NEW YORK: West Virginia University is taking a unique approach to rebranding its journalism school. Instead of hiring a firm, it had students compete and develop multi-faceted strategies.

NEW YORK: West Virginia University is taking a unique approach to rebranding its journalism school. Instead of hiring a firm, it had students compete and develop multi-faceted strategies.

During a three-hour meeting at Omnicom Group's New York offices on Monday, students presented the top three of 44 campaigns developed in classes to executives from marketing agencies Siegel+Gale, Maslansky + Partners, and Hall & Partners.

Tom Harrison, chairman of the Diversified Agency Services unit at Omnicom, hosted the presentations. The DAS group includes Omnicom's PR agencies such as Fleishman-Hillard, Ketchum, and Porter Novelli. Harrison is a West Virginia University graduate and chairman of the journalism school's visiting committee. Scott Widmeyer, CEO of Widmeyer Communications, and former DDB Chicago president Ray Gillette also attended the presentations.

Each campaign presented a new name for the university's Perley Isaac Reed School of Journalism, a brand positioning and rationale, an integrated communications strategy, a creative brief, and at least 10 tactics to be executed in support of the new brand.
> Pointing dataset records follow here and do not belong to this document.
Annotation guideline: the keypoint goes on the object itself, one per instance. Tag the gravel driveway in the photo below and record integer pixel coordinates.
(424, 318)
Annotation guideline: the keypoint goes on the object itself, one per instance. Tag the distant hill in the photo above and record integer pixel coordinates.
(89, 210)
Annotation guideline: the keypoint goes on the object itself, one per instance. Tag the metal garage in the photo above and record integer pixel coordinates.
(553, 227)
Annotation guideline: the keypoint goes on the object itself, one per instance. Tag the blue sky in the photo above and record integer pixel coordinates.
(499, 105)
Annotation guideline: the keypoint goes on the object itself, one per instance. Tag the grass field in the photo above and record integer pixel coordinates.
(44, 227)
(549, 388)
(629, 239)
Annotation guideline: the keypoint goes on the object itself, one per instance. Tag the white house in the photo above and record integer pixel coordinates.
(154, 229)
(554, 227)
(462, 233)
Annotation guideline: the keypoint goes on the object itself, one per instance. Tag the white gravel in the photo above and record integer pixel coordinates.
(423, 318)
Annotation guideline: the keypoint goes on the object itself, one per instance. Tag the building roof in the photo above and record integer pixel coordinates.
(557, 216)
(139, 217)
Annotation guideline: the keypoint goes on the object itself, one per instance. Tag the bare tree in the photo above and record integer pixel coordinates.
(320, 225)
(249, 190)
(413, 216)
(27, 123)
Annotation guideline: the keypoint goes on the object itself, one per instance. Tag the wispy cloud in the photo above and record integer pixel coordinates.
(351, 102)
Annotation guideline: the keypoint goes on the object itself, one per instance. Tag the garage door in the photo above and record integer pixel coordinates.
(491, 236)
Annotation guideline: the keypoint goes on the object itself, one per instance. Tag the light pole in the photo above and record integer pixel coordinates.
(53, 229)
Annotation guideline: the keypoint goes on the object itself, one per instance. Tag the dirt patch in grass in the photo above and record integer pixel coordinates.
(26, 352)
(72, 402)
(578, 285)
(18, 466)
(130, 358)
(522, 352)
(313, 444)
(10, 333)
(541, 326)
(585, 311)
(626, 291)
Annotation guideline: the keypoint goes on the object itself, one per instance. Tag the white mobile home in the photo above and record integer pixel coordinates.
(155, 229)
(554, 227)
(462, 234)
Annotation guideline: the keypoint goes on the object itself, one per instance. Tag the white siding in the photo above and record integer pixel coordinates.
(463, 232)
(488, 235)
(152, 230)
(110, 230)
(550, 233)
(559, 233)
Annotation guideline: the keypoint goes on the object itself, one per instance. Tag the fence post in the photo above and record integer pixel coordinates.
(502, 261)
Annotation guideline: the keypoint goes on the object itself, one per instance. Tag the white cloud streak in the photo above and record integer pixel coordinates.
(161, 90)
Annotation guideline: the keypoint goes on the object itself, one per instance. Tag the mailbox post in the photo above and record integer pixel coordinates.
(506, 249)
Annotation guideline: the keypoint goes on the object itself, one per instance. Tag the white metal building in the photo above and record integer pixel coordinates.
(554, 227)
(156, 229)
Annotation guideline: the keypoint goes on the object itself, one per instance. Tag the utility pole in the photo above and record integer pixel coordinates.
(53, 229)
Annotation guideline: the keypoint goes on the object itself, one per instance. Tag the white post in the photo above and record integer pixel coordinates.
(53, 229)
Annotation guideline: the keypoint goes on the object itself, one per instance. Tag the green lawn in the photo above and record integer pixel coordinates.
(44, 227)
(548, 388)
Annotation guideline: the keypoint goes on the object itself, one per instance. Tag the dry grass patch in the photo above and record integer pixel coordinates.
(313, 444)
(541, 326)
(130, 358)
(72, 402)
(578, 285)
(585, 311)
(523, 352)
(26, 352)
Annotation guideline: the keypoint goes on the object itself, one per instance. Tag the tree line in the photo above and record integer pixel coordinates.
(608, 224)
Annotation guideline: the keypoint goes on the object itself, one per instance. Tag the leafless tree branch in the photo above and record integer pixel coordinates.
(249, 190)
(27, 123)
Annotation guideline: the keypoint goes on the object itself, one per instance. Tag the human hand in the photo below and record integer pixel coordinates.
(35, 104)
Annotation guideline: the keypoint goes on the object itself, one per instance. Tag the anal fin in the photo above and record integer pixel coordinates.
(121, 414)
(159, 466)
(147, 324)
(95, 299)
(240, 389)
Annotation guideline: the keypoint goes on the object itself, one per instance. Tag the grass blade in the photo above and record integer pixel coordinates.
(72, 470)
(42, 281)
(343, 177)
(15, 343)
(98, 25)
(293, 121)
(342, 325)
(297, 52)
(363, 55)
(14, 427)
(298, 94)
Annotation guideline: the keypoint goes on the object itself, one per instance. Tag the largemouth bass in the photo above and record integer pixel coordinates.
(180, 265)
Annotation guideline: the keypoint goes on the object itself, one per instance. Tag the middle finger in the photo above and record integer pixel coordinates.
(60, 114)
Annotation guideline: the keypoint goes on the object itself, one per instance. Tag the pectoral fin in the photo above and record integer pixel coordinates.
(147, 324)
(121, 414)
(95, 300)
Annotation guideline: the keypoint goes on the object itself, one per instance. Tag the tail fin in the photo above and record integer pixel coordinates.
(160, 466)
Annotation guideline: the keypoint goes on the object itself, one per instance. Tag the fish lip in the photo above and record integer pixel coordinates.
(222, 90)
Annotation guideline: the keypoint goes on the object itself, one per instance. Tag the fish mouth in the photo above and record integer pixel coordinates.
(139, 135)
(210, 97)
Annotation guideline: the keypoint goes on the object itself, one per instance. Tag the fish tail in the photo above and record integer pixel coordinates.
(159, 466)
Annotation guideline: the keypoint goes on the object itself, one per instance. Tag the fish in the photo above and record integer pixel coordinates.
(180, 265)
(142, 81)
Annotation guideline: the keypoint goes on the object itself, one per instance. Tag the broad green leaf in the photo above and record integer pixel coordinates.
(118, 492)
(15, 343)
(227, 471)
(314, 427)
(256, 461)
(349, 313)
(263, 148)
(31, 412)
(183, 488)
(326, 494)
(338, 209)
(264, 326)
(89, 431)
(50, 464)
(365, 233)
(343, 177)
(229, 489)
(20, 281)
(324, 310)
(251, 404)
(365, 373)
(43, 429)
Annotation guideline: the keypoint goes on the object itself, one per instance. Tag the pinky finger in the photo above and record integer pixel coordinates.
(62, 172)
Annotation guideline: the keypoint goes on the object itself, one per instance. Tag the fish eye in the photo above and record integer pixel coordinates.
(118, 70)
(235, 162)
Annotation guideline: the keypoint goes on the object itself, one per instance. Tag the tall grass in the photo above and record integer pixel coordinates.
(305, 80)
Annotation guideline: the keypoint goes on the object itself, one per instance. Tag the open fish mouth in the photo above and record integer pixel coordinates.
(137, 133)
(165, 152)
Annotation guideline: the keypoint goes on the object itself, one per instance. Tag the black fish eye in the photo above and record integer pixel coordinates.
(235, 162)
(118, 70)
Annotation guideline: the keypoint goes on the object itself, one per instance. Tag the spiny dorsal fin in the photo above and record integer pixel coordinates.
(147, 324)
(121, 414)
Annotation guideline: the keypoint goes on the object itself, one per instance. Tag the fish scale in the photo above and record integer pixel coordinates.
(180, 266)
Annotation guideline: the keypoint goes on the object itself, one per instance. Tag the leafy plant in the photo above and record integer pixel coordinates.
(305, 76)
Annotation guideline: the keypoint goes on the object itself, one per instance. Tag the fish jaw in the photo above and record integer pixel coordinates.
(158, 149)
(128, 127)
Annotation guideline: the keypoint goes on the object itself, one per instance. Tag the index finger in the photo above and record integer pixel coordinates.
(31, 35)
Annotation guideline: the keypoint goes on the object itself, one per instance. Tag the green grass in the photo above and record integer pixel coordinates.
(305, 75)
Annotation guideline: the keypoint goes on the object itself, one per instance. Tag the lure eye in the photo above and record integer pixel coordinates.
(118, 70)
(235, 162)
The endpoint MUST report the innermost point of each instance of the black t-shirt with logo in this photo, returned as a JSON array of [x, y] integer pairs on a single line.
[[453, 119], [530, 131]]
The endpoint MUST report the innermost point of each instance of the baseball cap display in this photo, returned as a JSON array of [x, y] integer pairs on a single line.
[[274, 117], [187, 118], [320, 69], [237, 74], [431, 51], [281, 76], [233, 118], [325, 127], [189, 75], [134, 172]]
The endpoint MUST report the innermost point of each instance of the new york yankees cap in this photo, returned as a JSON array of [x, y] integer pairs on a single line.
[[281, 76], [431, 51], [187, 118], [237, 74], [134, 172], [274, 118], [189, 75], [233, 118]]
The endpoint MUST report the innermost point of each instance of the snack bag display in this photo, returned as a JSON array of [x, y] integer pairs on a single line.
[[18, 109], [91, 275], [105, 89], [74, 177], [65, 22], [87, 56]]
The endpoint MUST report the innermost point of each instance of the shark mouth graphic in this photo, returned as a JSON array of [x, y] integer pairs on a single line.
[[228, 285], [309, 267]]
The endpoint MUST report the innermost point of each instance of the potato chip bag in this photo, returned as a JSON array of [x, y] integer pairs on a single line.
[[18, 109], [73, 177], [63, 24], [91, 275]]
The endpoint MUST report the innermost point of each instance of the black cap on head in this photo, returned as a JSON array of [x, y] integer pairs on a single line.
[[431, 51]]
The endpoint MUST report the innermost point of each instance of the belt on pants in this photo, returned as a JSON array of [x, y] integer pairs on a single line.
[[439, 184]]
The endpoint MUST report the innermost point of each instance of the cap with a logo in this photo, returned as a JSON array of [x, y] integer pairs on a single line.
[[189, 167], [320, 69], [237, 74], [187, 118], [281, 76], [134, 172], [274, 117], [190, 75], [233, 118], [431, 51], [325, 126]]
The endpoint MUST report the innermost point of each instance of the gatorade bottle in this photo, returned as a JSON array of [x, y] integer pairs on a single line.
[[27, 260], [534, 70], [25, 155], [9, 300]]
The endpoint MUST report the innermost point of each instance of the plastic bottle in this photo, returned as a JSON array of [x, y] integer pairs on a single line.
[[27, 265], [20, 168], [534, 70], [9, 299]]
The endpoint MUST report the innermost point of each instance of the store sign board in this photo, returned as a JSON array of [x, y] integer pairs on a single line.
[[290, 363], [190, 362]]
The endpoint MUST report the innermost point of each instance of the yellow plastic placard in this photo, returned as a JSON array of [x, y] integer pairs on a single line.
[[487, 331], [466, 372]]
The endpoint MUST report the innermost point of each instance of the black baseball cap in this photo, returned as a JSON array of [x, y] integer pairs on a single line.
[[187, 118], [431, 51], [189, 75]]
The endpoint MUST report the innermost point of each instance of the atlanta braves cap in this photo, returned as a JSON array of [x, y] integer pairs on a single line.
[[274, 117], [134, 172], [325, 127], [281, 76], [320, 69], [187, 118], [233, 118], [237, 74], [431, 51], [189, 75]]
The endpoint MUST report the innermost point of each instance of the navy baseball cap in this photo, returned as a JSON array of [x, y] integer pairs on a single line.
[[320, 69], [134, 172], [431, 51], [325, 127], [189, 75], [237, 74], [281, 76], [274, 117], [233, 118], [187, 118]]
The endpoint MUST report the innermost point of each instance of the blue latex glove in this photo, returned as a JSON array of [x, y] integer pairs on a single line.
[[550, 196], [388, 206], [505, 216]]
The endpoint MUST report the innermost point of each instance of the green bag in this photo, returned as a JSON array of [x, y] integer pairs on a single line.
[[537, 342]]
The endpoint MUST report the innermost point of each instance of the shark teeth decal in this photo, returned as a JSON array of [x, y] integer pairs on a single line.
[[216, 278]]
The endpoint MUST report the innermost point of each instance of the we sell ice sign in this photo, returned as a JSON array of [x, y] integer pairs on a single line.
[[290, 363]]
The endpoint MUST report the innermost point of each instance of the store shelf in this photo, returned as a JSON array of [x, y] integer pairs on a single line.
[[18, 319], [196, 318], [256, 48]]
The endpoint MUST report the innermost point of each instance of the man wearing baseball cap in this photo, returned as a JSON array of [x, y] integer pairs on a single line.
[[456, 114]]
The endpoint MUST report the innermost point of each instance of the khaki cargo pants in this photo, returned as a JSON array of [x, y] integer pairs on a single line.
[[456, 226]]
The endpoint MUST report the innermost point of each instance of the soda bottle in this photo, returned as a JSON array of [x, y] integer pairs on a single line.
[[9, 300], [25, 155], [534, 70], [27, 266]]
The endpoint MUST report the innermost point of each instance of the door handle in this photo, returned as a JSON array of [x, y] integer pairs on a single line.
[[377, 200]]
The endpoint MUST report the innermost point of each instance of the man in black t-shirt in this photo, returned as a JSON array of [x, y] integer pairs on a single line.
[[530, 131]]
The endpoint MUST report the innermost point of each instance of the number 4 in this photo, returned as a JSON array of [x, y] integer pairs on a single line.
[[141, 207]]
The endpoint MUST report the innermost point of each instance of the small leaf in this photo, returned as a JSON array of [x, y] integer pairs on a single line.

The impetus for the rebranding is that the university realized it needed to refresh the school's brand as the nature of the industry has changed, becoming increasingly digital. The university wanted to get across that it could prepare students not just to practice journalism, but to be active participants in its reinvention, according to the school's dean, Maryanne Reed.

Hall & Partners performed research to inform branding efforts in the fall of 2011. Those findings, as well as the students' own research, formed the basis for the three ideas outlined Monday.

“We'll see where things go, but I do think that [West Virginia University] has to move away from the term ‘journalism' and on to a new phrase, something more current,” Widmeyer said before the presentations.

He said it made sense that the university would take the word of its students into account as it rebrands, because they understand both the culture of the institution and the realities of the 21st Century communications market.

The university said before the presentations that it would likely use a combination of them for an initiative that is set to roll out in the fall of 2014 after other constituent groups and alumni weigh in. Next year is the journalism school's 75th anniversary.

Reed indicated that it is possible the school will hire an agency to ultimately implement the effort. Yet even if that happens, “we really have utilized the talent and expertise of our own people, and that makes me happy that the real heavy lifting was done by them,” she said.

Sarah Peacock, Dain McQuarrie, and Jenn Colodney were among the students who presented for agency executives.

“I think we succeeded in eliciting some surprise from some on the panel, giving them solutions or pieces of the solution that were refreshing and that speak well of the program,” Colodney said.

“The best outcome is that it will connect with students and they'll realize that this is the place to get the best education for whatever they want to pursue,” Peacock added.